Le cinéaste Maurice Pialat est décédé dans la nuit du samedi 11 janvier à son domicile parisien. Agé de 77 ans, il avait réalisé un peu plus d’une dizaine de films, dont SOUS LE SOLEIL DE SATAN pour lequel il reçu la Palme d’or au festival de Cannes en 1987.


Biographie :
Né 31 août 1925 dans le Puy de Dôme, Pialat fut d'abord attiré par la peinture. Il fréquenta l'école des arts décoratifs, puis celle les Beaux-Arts. Il fait alors l’acteur pour gagner un peu d’argent et apparaît ainsi, par exemple, dans QUE LA BETE MEURE de Claude Chabrol en 1969.
Avec son premier court-métrage, L’AMOUR EXISTE, il obtient, en 1960, le prix Louis Delluc et un prix au festival de Venise. Maurice Pialat travaille ensuite pour la télévision réalisant un second court-métrage, JANINE, en 1961, sur un scénario de Claude Berri ; puis MAITRE GALIP en 1962, et le très remarqué feuilleton LA MAISON DES BOIS (1970)… Lire cet article


Les réactions :
Nombreuses furent les réactions au décès de Maurice Pialat dans le monde du cinéma et de la culture. Tous reconnaissent en lui un très grand cinéaste :

"Maurice Pialat était une sorte de dissident alors qu'il était le plus vrai héritier de Jean Renoir. On le savait déjà avant, mais sa disparition nous montre encore plus à quel point ce personnage était central dans la création française alors qu'il s'était installé à la marge.
Il était le père de toute une générations de cinéastes d'aujourd'hui. Les jeunes réalisatrices en particulier ne cessent de se référer à lui.
C'était une des grandes pointures du cinéma".

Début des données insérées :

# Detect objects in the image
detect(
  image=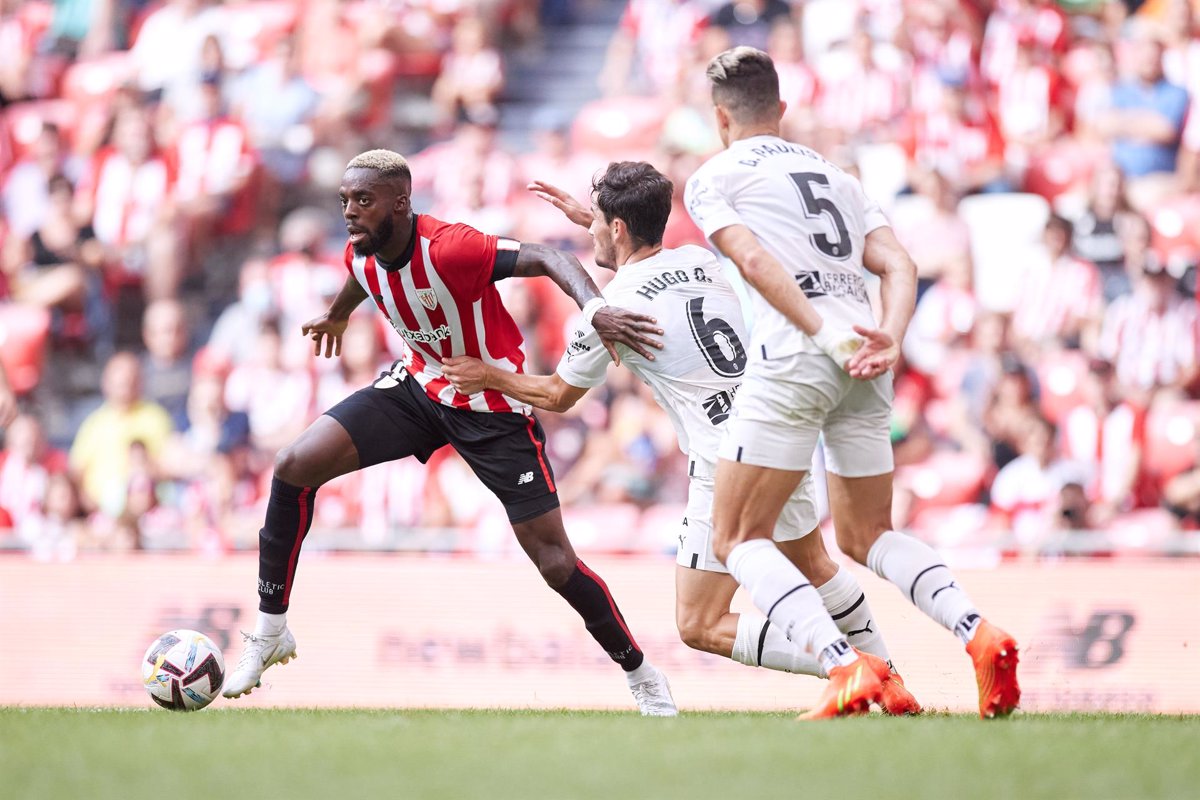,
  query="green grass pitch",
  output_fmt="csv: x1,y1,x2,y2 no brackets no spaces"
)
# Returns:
0,708,1200,800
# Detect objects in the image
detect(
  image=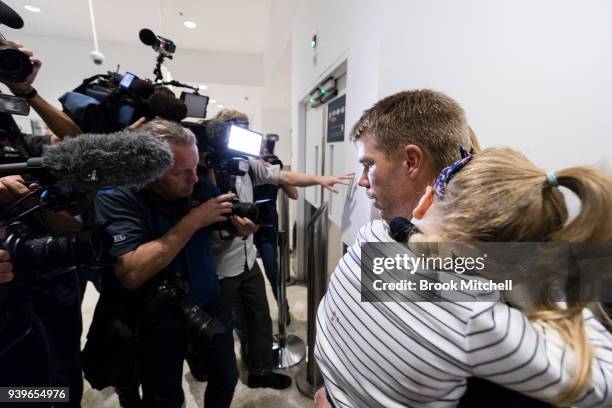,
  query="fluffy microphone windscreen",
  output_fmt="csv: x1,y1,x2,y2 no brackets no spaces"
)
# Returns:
43,130,174,191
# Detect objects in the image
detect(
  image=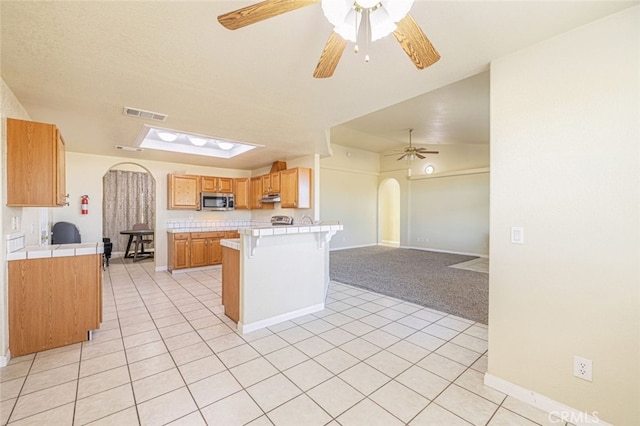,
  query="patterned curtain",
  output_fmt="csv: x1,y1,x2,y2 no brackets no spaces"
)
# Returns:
102,170,156,252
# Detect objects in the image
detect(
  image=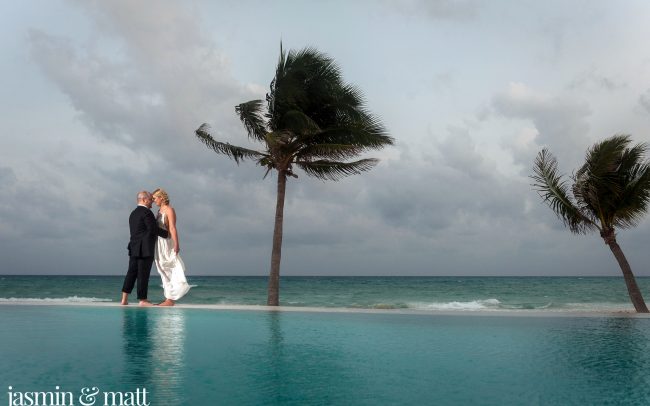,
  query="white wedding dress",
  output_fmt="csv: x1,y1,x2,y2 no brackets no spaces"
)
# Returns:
154,213,190,300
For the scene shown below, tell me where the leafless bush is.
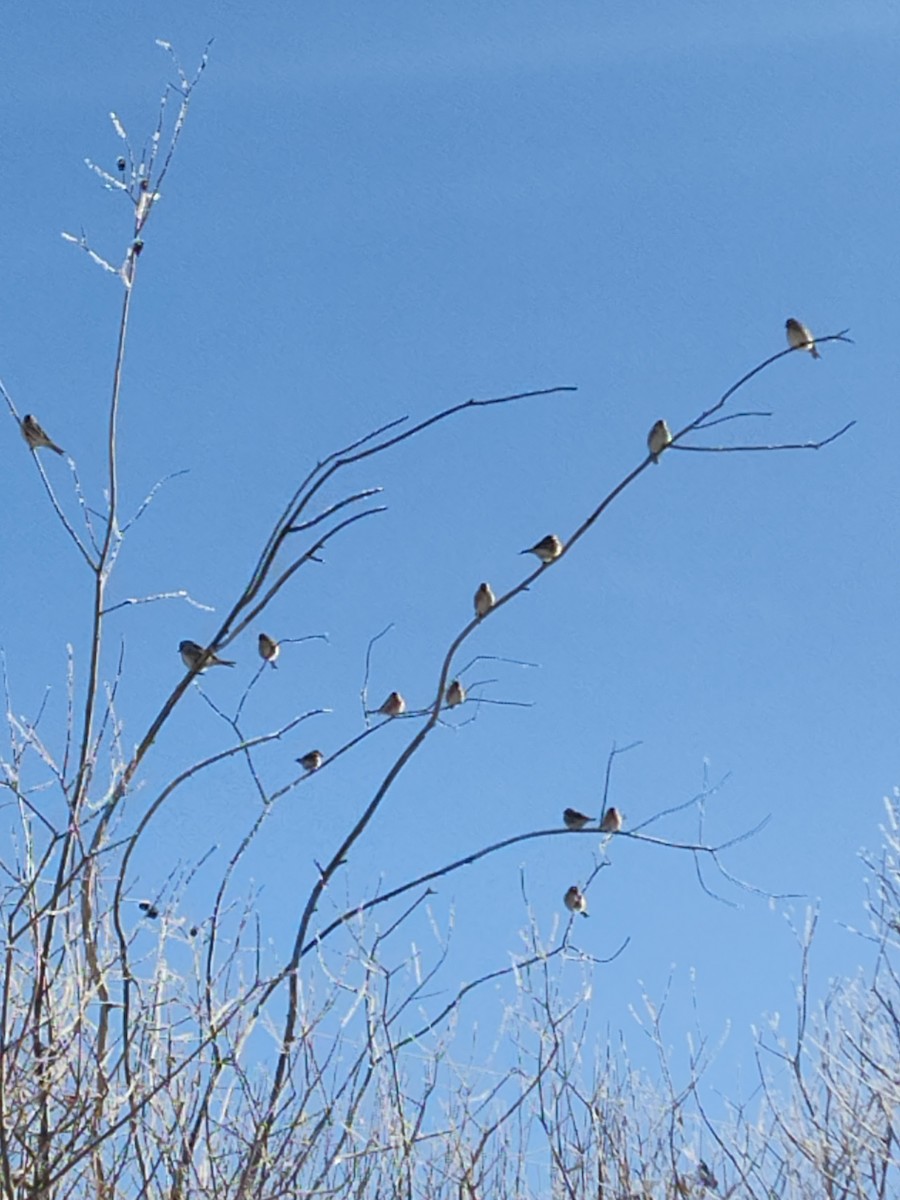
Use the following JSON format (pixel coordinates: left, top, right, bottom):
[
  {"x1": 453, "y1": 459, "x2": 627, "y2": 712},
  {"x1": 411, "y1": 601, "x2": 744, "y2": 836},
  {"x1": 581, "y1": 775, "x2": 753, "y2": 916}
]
[{"x1": 0, "y1": 47, "x2": 883, "y2": 1200}]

Daniel Toscan du Plantier, président d'Unifrance et ami du cinéaste depuis plus de 25 ans.

"Si le cinéma français mérite d'être tenu pour un cinéma d'auteur, c'est bien à des artistes comme lui qu'il le doit. (…)
La force et la singularité de chacun de ses films marquent déjà profondément l'histoire du cinéma français. Et si le mot chef d'œuvre a souvent été galvaudé, il n'est pas déplacé quand on évoque des films comme L'ENFANCE NUE ou VAN GOGH."

Jean-Jacques Aillagon, Ministre de la culture et de la Communication.

"Pialat était un artiste magnifique, l’un des géants de la création cinématographique française. Il était parfois difficile à vivre, mais aussi capable quand il le voulait d'une politesse exquise.
Il se complaisait dans un splendide isolement. Pialat fustigeait ses contemporains sans s'épargner lui-même, puisqu'il disait du mal de ses propres films. L'artiste était magnifique, il laisse une œuvre immense, unique."

Gilles Jacob, Président du Festival de Cannes (Déclarations faites sur l’antenne de France-Info).

"A travers une œuvre puissante, exigeante et singulière, avec intransigeance et sensibilité, Maurice Pialat aura exploré les ombres et les lumières de l'âme humaine.
Salué jusqu'à l'or des Palmes de Cannes, l'itinéraire de ce maître de l'art cinématographique aura, plus que tout autre, témoigné de la souffrance et de la beauté des chemins de la création. Maurice Pialat laisse une empreinte profonde dans l'histoire du film français."

Jacques Chirac (dans un communiqué publié samedi 11 janvier).